Vielleicht kann ich meinen Dank am besten wie folgt zum Ausdruck bringen: Hätte ich zwischen allen möglichen Ehrungen wählen dürfen, die für Autoren in Frage kommen, hätte ich mich ohne Zweifel für diesen einen Preis entschieden – nicht unbedingt, dass ich mich ihm würdig wüsste, sondern weil mich die Wertsetzung anspricht. Ich konnte nicht wählen, wurde aber gewählt, darum gratuliere ich der Jury für die weise Entscheidung. Von den mehreren Aspekten, in denen ich mich Günther Anders verbunden fühle, möchte ich gleich einen erwähnen. In einem Brief aus dem Jahr 1963 wirft Anders seinem Adressat Theodor Adorno vor, dieser habe sich, Zitat: „anerkannt als offiziell zugelassener Papst der Radikalität, in der ominösen und jämmerlichen Deutschen Bundesrepublik doch irgendwie häuslich eingerichtet“. Vom Sperrfeuer der Kritik bleibt auch die Stellung des kritischen Theoretikers nicht verschont, die ihm in der bestehenden Ordnung eingeräumt wird.
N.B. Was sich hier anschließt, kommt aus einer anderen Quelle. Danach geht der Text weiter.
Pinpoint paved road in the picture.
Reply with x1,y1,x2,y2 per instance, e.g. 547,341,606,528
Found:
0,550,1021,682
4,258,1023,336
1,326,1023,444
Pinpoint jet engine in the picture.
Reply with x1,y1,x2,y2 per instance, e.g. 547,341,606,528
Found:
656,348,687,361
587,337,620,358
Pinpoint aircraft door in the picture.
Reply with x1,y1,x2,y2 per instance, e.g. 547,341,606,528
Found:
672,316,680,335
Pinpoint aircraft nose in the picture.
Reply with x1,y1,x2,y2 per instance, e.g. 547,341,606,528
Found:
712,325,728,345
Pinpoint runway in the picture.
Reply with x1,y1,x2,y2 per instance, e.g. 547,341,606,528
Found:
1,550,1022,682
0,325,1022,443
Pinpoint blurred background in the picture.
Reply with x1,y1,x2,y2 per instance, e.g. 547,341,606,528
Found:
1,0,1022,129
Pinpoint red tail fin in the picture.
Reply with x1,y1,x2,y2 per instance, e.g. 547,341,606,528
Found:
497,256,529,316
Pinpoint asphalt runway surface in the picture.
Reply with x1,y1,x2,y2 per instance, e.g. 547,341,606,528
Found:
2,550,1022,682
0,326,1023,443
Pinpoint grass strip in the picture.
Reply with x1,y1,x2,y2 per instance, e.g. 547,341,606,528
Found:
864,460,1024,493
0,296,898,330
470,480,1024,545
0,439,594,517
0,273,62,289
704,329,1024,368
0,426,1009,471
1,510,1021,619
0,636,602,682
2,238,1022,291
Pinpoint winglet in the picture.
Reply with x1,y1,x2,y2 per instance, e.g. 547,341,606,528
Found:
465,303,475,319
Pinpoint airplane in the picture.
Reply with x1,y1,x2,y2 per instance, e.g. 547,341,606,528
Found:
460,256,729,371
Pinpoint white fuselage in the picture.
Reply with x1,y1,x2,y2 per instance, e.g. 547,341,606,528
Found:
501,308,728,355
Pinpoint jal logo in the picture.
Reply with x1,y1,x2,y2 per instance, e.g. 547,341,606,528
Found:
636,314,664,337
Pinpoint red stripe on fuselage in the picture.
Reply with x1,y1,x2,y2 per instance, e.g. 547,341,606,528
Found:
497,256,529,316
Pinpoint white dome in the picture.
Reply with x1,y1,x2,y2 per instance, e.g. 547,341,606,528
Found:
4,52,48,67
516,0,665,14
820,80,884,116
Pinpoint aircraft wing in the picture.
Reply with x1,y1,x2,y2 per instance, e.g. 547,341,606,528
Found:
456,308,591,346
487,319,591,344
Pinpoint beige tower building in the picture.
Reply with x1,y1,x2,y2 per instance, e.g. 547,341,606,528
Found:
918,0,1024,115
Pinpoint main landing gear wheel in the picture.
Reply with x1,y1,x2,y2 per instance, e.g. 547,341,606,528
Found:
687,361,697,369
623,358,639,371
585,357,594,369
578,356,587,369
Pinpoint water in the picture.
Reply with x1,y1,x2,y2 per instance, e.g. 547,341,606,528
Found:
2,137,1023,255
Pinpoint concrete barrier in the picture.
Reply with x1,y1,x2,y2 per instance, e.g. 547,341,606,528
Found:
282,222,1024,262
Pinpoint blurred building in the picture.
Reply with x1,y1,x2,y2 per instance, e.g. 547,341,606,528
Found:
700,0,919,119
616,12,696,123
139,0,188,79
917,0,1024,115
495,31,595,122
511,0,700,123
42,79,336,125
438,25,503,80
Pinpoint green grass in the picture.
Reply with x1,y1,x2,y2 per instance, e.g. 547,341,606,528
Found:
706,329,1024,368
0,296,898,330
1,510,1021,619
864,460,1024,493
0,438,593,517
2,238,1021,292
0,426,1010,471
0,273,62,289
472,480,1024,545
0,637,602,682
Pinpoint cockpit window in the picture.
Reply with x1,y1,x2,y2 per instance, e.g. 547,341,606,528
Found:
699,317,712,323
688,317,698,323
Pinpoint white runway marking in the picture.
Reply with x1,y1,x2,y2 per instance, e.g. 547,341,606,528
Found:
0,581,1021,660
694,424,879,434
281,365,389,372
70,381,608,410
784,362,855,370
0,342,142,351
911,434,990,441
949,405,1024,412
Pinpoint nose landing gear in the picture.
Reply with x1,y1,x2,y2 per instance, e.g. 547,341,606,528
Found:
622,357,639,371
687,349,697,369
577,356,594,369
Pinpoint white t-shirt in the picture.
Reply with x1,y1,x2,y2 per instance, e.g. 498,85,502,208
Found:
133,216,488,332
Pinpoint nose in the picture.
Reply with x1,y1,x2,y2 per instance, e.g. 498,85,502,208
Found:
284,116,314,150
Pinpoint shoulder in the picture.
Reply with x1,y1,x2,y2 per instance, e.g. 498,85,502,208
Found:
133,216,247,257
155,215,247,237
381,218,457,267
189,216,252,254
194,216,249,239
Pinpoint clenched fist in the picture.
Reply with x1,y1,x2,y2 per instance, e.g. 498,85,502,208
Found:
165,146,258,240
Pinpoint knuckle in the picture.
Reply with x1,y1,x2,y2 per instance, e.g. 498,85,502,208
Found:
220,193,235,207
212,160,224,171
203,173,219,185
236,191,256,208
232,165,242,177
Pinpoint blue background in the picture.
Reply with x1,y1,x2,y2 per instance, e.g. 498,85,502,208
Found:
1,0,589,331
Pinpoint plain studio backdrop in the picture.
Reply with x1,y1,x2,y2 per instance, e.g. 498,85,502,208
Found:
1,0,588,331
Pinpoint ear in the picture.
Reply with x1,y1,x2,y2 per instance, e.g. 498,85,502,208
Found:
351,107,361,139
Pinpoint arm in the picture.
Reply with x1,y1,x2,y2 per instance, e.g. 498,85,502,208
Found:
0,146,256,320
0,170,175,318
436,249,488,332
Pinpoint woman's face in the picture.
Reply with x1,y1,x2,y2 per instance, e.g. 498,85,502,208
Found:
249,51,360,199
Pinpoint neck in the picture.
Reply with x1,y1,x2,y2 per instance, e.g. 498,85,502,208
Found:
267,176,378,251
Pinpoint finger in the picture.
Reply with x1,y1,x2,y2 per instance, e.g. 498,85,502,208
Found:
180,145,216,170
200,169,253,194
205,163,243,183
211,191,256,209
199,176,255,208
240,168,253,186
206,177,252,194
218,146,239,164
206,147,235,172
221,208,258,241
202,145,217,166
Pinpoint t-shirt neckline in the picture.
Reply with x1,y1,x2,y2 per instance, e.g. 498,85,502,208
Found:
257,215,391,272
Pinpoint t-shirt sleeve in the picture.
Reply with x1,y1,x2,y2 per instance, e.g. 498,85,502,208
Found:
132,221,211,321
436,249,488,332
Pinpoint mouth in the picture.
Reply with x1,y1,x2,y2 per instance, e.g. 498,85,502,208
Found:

Man kann nicht, so Anders weiter, „als ein Professor Nietzsche leben oder als ein surrealistischer Geheimrat.“ Obgleich es an einen Schwindel grenzt, meinen sehr bescheidenen kritischen Beitrag in irgendeine Verbindung mit beiden erwähnten Denkern zu setzen, kann ich zumindest behaupten, dass ich immer die Position des freiwilligen Außenseiters gehalten habe.
Allerdings ist selbst die Branche der verbeamteten Radikalität am Entschwinden, und darum gebührt mein Dank zuallererst der Tatsache, dass es einen Preis für kritisches Denken überhaupt noch gibt. Zu einer Zeit, in der selbst ein angenehm warmer Apriltag nicht ohne unterschwellige Unruhe genossen werden kann, zu einer Zeit, die von ihren Chronisten zunehmend und ganz unaufgeregt als „Vorkriegszeit“ bezeichnet wird, ist kritisches Denken mehr denn je unerwünscht. Laut einer weltweit angelegten Studie treten immer mehr Zeitgenossen in Nachrichtenstreik. Sie weigern sich zunehmend, sich über Massenmedien zu informieren, und zwar nicht so sehr, weil sie der Berichterstattung nicht mehr trauen, sondern weil diese zu negativ sei und schlechtgelaunt mache. Besorgt, ihre Konsumenten nicht zu vergraulen, wetteifern also besagte Medien um Positivität und lösungsorientierte Darstellungen. So versuchte letztens die Online-Ausgabe der Süddeutschen ihre User zu ermuntern, wieder einen Beitrag zum Klimawandel zu lesen, mit einem neuen Trick. Unter zwei Emoticons – Daumen nach oben, Daumen nach untern – stand folgende Anweisung: „Wählen Sie zwischen einer optimistischen und einer pessimistischen Sichtweise auf unsere Klimazukunft. Sie werden die gleichen Grafiken, die gleichen Zahlen sehen, nur der Blinkwinkel darauf verändert sich.“
Auf den Blinkwinkel kommt alles an. Wenn sich die Fakten nicht mehr leugnen lassen, bleibt einem die Click-Freiheit, um diese so oder so, optimistisch oder pessimistisch serviert zu bekommen. Ganz demokratisch darf jeder entscheiden, ob das Glas halbvoll oder halbleer ist. Wobei – ganz frei ist die Wahl nicht. Denn immer öfter wird eine Parole von Karl Popper bemüht, jenem Stichwortgeber des Konsensliberalismus: „Optimismus ist Pflicht“. Angesichts der Tatsache, dass – insbesondere in Deutschland – das Pflichtbewusstsein ganz schnell in Fanatismus ausarten kann, klingt das wie eine kaum verborgene Drohung. Wer als Pessimist gelesen wird, läuft Gefahr, an den Pranger gestellt oder schlimmer noch: totgeschwiegen zu werden.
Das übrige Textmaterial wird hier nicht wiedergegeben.